By Miguel Barragan
California Community Colleges should expand the Cal Grant program that gives to more than 300,000 students a year.
The California Community Colleges’ Board of Governors voted to formally ask the next Legislature and governor to expand the Cal Grant in their 2019-2020 Budget and Legislative Request published in September.
Similarly, the Student Aid Commission, which is in charge of administering aid to students, voted to increase the amount of Cal Grant aid community college students could receive from $1,672 to $3,000 per academic year for 2019-2020.
The proposal requires approval from both lawmakers and the governor to pass.
According to the 2019-2020 Budget and Legislative Request, the proposal would require an additional cost of $1.5 billion on top of the $2 billion that are funded annually to the program.
For community college students, the current Cal Grant cap of $1,672 per year is supposed to cover living expenses and school supplies.
The cost of living in California, however, is so high that $1,672 isn’t enough for students to make it in school.
Research from The Institute for College Access and Success found that going to community college in California can be more expensive than going to a four-year university in the very same state.

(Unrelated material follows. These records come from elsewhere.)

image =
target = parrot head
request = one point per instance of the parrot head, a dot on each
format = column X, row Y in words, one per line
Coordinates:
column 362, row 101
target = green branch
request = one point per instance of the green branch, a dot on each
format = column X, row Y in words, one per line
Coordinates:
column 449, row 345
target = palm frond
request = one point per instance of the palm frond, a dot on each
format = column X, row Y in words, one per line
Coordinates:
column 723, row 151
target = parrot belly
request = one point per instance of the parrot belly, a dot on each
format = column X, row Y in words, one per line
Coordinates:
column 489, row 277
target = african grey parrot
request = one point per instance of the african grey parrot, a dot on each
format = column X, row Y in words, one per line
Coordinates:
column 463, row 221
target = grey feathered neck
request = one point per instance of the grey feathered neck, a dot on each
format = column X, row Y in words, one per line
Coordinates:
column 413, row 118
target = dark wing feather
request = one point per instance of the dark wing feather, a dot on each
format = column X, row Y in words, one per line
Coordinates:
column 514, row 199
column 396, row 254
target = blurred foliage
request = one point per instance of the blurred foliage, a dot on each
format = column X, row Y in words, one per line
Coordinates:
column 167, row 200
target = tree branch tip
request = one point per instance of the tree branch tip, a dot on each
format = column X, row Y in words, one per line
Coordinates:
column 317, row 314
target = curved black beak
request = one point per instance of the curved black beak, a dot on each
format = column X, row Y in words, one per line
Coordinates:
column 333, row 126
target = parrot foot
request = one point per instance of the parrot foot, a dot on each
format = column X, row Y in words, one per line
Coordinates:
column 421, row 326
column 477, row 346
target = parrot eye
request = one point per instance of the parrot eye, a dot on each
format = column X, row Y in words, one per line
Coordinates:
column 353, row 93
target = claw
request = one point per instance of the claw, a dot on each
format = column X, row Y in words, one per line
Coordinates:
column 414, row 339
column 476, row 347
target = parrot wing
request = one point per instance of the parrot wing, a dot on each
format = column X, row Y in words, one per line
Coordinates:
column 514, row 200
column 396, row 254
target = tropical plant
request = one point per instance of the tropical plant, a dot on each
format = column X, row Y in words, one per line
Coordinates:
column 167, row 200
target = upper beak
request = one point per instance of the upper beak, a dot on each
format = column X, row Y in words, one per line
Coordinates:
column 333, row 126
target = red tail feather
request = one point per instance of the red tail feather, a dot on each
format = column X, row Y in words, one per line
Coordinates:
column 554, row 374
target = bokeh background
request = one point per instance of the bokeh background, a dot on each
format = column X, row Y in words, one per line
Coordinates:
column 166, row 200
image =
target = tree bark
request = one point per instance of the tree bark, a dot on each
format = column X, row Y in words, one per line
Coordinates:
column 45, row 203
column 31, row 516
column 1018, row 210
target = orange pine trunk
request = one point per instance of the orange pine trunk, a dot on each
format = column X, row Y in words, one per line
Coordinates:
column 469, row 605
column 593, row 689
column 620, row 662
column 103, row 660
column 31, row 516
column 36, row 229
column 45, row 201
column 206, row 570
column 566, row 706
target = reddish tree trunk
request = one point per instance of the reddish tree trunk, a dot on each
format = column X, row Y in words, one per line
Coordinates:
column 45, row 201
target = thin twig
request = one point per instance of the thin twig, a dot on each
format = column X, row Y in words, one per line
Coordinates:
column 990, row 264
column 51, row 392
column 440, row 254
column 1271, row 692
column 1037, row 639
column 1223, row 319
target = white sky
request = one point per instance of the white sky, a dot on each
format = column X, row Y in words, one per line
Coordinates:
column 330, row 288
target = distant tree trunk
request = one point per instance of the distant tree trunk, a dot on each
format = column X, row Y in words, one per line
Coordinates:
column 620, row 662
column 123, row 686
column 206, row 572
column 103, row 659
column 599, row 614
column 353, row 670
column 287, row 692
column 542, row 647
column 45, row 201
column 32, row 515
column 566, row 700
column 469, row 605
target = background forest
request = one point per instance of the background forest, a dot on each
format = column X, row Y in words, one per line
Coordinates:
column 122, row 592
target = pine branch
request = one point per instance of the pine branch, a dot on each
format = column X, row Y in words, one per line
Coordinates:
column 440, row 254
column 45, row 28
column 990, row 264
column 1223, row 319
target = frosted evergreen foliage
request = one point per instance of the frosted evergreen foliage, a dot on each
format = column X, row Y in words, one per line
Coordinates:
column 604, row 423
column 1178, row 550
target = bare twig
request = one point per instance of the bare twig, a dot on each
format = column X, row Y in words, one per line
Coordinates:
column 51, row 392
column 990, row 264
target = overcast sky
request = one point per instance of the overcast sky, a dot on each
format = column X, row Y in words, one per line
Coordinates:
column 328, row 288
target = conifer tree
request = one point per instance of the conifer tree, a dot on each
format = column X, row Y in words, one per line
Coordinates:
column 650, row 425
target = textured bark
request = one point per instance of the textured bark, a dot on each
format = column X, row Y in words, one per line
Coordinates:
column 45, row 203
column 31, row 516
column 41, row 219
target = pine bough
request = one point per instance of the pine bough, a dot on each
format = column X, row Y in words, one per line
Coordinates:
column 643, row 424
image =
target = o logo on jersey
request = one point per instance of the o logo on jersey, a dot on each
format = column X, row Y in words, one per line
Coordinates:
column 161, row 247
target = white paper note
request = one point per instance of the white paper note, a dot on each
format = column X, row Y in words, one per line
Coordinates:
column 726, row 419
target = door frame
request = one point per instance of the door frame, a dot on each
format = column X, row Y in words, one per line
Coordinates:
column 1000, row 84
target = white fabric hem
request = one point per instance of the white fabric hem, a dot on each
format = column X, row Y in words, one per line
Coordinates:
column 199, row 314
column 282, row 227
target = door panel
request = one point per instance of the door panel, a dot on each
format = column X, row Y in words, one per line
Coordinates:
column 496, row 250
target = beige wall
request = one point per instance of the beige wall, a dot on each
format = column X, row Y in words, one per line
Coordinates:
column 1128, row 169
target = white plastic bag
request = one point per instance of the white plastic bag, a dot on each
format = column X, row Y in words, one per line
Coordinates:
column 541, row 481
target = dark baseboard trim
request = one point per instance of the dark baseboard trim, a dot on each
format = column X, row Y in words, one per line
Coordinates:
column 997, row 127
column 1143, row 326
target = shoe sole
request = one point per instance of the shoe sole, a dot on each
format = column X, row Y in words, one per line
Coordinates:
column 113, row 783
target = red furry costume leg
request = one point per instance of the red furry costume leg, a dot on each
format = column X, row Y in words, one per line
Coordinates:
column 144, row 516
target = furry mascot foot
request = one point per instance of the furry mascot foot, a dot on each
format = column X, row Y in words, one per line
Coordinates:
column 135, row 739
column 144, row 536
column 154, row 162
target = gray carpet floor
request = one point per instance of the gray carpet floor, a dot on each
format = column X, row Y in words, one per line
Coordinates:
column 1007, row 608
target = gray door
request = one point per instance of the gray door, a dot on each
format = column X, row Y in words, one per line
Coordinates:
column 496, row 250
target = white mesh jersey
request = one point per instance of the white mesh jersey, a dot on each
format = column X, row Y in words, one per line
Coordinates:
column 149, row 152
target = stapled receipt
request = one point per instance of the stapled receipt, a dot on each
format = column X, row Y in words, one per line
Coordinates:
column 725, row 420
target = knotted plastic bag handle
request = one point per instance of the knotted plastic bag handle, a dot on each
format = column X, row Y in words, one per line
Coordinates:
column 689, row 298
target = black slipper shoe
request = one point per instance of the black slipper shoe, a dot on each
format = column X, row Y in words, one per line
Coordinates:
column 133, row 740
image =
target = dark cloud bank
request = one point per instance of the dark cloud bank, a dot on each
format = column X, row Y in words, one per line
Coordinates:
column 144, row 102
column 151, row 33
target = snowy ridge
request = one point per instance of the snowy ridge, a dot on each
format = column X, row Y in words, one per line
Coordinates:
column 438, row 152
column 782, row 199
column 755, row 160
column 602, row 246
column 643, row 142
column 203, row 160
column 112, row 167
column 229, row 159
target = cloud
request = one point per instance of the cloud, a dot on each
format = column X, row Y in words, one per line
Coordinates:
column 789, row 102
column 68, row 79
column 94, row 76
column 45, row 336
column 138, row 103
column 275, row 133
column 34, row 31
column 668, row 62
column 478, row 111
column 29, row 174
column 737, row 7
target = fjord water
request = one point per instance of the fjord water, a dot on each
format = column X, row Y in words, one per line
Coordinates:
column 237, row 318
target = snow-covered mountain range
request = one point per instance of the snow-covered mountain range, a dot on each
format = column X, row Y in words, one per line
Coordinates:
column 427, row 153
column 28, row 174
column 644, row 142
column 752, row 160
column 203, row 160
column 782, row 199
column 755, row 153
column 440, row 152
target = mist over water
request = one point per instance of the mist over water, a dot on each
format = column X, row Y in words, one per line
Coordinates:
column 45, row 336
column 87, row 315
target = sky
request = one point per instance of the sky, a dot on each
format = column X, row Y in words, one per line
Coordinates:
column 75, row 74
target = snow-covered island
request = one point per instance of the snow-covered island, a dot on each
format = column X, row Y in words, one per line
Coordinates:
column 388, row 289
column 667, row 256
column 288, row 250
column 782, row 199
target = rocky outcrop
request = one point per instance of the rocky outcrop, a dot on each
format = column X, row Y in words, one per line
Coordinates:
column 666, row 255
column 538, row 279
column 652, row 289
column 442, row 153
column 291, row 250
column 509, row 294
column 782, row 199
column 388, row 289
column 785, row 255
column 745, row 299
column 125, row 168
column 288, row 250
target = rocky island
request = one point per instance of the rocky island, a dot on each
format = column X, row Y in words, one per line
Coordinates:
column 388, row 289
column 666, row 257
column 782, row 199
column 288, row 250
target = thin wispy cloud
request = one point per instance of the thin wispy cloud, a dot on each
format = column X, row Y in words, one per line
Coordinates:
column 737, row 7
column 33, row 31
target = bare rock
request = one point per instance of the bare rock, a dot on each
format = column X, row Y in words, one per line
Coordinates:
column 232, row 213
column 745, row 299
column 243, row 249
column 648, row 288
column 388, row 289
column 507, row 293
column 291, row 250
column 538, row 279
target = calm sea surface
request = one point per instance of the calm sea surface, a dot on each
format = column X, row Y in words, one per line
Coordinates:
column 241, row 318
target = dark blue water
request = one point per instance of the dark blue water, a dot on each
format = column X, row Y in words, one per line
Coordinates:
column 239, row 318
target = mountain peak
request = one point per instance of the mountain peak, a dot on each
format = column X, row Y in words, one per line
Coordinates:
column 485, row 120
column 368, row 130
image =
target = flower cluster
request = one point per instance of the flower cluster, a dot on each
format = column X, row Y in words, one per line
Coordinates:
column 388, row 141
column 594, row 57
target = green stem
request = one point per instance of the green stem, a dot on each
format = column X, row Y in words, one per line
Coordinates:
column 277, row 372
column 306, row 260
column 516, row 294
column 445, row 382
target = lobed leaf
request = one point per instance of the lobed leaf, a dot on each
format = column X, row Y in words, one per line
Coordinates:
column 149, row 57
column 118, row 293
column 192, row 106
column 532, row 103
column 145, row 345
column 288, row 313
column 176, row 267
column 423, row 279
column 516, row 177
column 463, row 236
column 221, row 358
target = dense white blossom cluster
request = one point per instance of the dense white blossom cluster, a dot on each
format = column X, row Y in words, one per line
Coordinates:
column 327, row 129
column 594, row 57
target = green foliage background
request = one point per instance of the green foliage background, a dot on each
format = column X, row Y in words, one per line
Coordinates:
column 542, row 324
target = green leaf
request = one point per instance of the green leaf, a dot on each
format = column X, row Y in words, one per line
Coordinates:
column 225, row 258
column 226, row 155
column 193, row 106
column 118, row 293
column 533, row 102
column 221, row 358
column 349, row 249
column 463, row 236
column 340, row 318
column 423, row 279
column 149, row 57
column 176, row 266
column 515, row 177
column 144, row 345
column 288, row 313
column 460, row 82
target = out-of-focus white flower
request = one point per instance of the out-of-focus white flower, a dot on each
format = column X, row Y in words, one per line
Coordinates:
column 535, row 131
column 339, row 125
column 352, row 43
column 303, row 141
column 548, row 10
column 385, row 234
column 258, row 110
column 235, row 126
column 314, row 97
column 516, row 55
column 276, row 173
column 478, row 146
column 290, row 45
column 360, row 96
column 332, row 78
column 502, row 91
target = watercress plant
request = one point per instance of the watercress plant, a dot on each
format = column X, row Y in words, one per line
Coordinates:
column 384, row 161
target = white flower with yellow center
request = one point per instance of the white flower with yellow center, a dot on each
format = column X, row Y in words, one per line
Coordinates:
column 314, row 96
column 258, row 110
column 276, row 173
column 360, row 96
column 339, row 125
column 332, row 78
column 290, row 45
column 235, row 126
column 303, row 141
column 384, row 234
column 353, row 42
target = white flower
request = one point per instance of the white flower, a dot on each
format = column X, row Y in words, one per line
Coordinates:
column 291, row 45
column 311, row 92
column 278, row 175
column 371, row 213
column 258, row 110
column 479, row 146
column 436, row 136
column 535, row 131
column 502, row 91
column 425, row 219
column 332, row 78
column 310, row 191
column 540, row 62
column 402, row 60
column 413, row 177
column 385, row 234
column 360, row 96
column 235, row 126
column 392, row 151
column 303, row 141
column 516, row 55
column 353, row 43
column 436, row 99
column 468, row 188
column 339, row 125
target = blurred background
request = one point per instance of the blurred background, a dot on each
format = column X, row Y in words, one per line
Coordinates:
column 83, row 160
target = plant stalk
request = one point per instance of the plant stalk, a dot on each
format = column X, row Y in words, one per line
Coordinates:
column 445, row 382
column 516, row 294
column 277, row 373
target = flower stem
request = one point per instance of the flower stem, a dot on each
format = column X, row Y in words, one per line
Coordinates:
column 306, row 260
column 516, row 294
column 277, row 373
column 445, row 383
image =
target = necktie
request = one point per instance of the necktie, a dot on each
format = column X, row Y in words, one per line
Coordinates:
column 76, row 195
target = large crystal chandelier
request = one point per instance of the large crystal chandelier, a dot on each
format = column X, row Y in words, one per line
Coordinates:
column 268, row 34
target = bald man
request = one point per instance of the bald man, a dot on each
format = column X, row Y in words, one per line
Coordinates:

This is because four-year universities, such as the Universities of California and California State Universities, give out larger Cal Grants, in addition to other financial aid, which help cover the cost of living expenses, supplies and tuition.
The maximum award Cal Grant offered in 2017-2018 for University of California students was $12,630. For California State University students, it was $5,742.
Raising the cap to $3,000 would be a good move for California Community Colleges.
Students receiving more money means they won’t need to overwork to help pay for school.
Students may decide to work part-time, instead of full-time, if they feel they have enough money.
This would help students complete their degrees quicker by providing more time to focus on school work.
Money is time in this case.
Assemblymember Jose Medina, D-Riverside, chair of the Assembly Committee on Higher Education, said in an Edsource article, “We know that tuition is only a portion of the cost students face when attending college and I believe we should expand use of Cal Grant to also cover living expenses and transportation to help lighten the burden students face.”
Medina is right about the need for Cal Grant to expand its coverage, because he recognizes the costs students face.
The eligibility requirements for Cal Grants should also be changed.
The current system is unfair because it favors recent high school graduates.
Those that enroll in community college within a year of graduating high school are given priority in the program over those who do so more than a year after graduating high school.
Competitive grants are offered to those that enroll in community college years after graduating high school.
According to Edsource, however, only 25,750 new competitive grants are funded each year despite more than 300,000 eligible students applying for them.
This is unfair to low-income adults that have long graduated high school and are looking to further their education.
Cal Grants should expand to include those that fall under this category of students.